The CA-Markov chain model predicted that the urban areas in Seremban would increase to 177 km2 and 195.5 km2 in 2020 and 2030, respectively (Fig. 9). On the other hand, non-urban areas such as agricultural, forest, open, and rural lands, as well as surface water, will decrease by 774.87 km2 and 756.37 km2 in 2020 and 2030, respectively. Unfortunately, this change will affect the ecosystem and land-use sustainability in Seremban and cause uncontrolled urban growth.

Fig. 9
figure 9

Quantity of previous and predicted urban and non-urban areas in sq. km

It is important to note that the CA-Markov model applied in this study can predict future urban growth trends using only land-use maps (i.e., it can be used with limited data and still give impactful findings). However, several driving forces also affect urban growth. These forces include physical forces (i.e., slope, elevation, etc.), environmental forces (i.e., land use and cover), socio-economic forces (i.e., population growth, household income, etc.), and infrastructural issues (i.e., road and railway networks, etc.). Accordingly, both the driving forces and their factors can be used to predict future urban growth rather than relying on land-use maps only. Therefore, incorporating these driving forces within the CA-Markov environment will enhance the simulation and prediction capability of the model.

Conclusion

By using multiple classified and unclassified land-use maps, together with the integrated CA-Markov chain model (a combination of the CA and Markov chain models), the urban growth patterns in Seremban, Malaysia, were simulated and predicted excellently. The model achieved 83% accuracy in simulating projected urban and non-urban land-use maps, indicating the model’s success in predicting urban growth patterns. One of the significant advantages of using the CA-Markov chain model is that the prediction of urban growth patterns can be done using limited data (i.e., it requires at least two land-use maps in different periods). However, the integrated model also has some limitations, such as its inability to apply urban growth driving forces, for example, physical and socio-economic forces in the prediction process.

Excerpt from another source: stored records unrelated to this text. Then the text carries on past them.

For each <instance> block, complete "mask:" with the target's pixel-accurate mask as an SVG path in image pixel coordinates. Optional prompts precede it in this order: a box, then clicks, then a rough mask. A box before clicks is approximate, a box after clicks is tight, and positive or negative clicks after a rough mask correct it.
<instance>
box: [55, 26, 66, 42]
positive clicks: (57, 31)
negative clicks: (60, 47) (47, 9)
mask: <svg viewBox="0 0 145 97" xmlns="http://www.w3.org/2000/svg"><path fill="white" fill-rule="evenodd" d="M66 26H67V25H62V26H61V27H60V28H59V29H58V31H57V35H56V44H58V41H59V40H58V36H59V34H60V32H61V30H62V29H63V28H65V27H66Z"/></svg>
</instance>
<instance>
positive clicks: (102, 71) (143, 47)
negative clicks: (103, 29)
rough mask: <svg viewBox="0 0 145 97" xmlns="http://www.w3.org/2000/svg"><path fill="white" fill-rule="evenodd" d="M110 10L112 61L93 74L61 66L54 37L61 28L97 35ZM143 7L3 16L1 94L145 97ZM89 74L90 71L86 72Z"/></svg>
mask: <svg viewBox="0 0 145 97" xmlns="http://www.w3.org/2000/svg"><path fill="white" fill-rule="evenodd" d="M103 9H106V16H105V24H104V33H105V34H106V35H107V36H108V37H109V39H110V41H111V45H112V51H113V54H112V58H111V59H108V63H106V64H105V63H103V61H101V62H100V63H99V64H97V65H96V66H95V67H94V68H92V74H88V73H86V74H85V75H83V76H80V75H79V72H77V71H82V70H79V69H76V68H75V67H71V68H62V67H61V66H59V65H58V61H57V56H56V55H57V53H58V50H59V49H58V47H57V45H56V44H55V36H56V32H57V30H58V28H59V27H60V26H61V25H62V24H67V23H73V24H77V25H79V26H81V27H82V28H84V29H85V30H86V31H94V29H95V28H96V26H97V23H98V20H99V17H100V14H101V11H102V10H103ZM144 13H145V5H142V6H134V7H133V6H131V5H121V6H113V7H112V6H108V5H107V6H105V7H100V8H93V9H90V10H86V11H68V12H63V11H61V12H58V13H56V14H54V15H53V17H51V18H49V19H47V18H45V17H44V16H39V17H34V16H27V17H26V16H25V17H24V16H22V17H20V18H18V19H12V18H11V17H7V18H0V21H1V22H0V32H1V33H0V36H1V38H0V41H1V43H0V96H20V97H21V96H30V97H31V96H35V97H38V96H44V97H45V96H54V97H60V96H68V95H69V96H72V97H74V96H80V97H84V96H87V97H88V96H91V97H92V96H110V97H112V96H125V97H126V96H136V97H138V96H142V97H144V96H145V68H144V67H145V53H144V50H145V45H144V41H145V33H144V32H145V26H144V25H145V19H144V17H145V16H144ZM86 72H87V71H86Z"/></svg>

These forces are highly significant for monitoring and controlling current urban growth processes and to prepare robust policies and plans for future sustainability.

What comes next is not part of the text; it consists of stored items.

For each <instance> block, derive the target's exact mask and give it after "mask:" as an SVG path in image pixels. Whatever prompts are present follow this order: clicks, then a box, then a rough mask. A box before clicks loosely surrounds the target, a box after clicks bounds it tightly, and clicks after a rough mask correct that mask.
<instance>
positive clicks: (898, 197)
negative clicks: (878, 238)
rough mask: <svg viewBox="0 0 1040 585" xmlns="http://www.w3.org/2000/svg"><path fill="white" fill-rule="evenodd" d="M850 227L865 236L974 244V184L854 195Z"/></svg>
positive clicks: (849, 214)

The urban and non-urban land-use change analysis has shown that there is a high, continuous decline in non-urban lands in Seremban. This continuous reduction has affected the city’s agricultural, forest, rural, and open lands. On the other hand, the prediction analysis of 2020 and 2030 using the CA-Markov chain model demonstrated that urban areas will continue to increase and will threaten the arable lands in Seremban in the long term. Moreover, according to the simulation findings, the urban sprawl in Seremban will follow a disaggregation mode. That is, the urban growth scenario will become worse in the future. Therefore, it is important to save and protect the non-urban areas in Seremban to achieve urban sustainability.

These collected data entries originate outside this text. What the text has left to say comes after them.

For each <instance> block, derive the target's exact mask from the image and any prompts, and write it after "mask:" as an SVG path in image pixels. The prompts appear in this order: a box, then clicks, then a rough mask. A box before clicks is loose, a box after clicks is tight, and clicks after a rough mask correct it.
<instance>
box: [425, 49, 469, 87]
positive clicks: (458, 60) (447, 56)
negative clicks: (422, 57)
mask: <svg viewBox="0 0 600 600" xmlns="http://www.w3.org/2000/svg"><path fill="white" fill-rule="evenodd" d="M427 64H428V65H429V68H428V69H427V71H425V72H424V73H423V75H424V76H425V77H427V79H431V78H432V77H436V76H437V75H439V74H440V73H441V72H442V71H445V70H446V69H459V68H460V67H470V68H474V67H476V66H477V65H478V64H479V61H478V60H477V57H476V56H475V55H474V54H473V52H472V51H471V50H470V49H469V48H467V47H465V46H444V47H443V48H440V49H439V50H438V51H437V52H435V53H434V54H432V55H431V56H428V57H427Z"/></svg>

Finally, this study shows the significance of using the integrated CA-Markov chain model for modeling urban growth, especially in developing countries, which have different urban features. However, it is important to assert that the driving forces of urban growth should also be applied when using the CA-Markov chain model in the prediction process to obtain a better understanding of the change in urban growth patterns. Hence, the CA-Markov chain model should be integrated with other models, such as the analytic hierarchy process (AHP), frequency ratio (FR), and logistic regression (LR) models to further improve its prediction capability.